I certainly don't know all the answers. I am sure there is much more that is already known to experts in the field, though that information is not available to you and me, but is locked up, secret and proprietary, inside a handful of companies that use their expertise to make a lot of money, by selling digital emulations of tube guitar amps.

The people who came up with the secret, proprietary DSP algorithms in the Flamma Preamp, certainly know stuff that you and I don't know.

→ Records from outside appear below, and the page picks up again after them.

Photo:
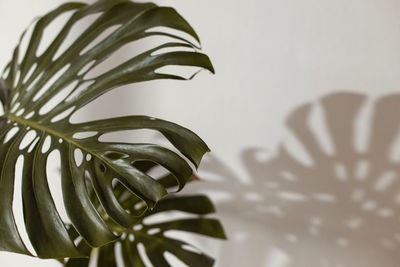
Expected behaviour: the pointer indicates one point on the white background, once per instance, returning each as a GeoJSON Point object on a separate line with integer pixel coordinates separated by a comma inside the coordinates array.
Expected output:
{"type": "Point", "coordinates": [270, 57]}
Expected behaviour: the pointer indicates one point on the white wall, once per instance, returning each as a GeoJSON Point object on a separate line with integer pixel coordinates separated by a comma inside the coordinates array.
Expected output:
{"type": "Point", "coordinates": [271, 57]}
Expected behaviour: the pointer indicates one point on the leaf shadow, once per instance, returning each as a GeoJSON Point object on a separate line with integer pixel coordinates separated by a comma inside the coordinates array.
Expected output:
{"type": "Point", "coordinates": [329, 196]}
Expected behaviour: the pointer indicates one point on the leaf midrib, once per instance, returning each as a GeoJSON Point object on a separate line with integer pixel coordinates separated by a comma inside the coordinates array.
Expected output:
{"type": "Point", "coordinates": [37, 126]}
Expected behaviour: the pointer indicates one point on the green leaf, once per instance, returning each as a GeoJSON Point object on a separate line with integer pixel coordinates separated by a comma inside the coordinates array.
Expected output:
{"type": "Point", "coordinates": [91, 200]}
{"type": "Point", "coordinates": [151, 236]}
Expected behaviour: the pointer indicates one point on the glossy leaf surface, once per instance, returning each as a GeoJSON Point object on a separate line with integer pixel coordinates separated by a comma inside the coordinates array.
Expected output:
{"type": "Point", "coordinates": [146, 242]}
{"type": "Point", "coordinates": [33, 79]}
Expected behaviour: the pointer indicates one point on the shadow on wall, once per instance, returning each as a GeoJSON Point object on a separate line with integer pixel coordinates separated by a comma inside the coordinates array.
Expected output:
{"type": "Point", "coordinates": [328, 197]}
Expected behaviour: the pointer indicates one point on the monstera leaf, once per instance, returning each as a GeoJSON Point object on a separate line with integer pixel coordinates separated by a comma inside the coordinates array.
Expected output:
{"type": "Point", "coordinates": [35, 79]}
{"type": "Point", "coordinates": [146, 242]}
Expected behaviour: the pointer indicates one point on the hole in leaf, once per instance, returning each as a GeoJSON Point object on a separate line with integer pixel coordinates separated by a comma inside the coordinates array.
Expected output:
{"type": "Point", "coordinates": [11, 133]}
{"type": "Point", "coordinates": [16, 79]}
{"type": "Point", "coordinates": [131, 237]}
{"type": "Point", "coordinates": [138, 227]}
{"type": "Point", "coordinates": [29, 73]}
{"type": "Point", "coordinates": [116, 155]}
{"type": "Point", "coordinates": [46, 144]}
{"type": "Point", "coordinates": [76, 91]}
{"type": "Point", "coordinates": [142, 253]}
{"type": "Point", "coordinates": [20, 112]}
{"type": "Point", "coordinates": [173, 260]}
{"type": "Point", "coordinates": [63, 114]}
{"type": "Point", "coordinates": [82, 135]}
{"type": "Point", "coordinates": [28, 139]}
{"type": "Point", "coordinates": [29, 115]}
{"type": "Point", "coordinates": [32, 146]}
{"type": "Point", "coordinates": [102, 168]}
{"type": "Point", "coordinates": [78, 156]}
{"type": "Point", "coordinates": [15, 107]}
{"type": "Point", "coordinates": [153, 231]}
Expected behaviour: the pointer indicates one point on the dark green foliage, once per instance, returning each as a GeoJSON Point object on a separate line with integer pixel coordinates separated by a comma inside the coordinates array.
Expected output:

To make such excellent mathematical models of tube amps, they must know a lot about exactly what tubes actually do, in a complicated tube guitar amp circuit. Not just one half-12AX7, but the entire cascade of tubes in the entire guitar amplifier.

So do the people who write the algorithms for the Neural DSP Quad Cortex, or the Atomic Amps AmpliFIRE, or other top-notch DSP tube guitar amp software and hardware emulators.

Meantime, on DIY Audio forums, some of us still seem to think a pair of antiparallel clipping diodes are the answer to creating "tubey" distortion. That one is a puzzler to me. :scratch:

-Gnobuddy
I was a little confused, thought you meant if a signal chain has IC's in it there could be no compression and touch sensitivity. As just a straight through gain stage there will just be a larger version of the input signal. Another thing that confuses me is the touch sensitivity. I have read people say that a smooth onset of distortion gives TS. Then others say that an amp such as the Trainwrecks have great TS due to a minimal increase in pick attack goes from clean to distorted. So I have been confused by the term. compression, I agree with you in that Pentodes can have more compression than a triode circuit.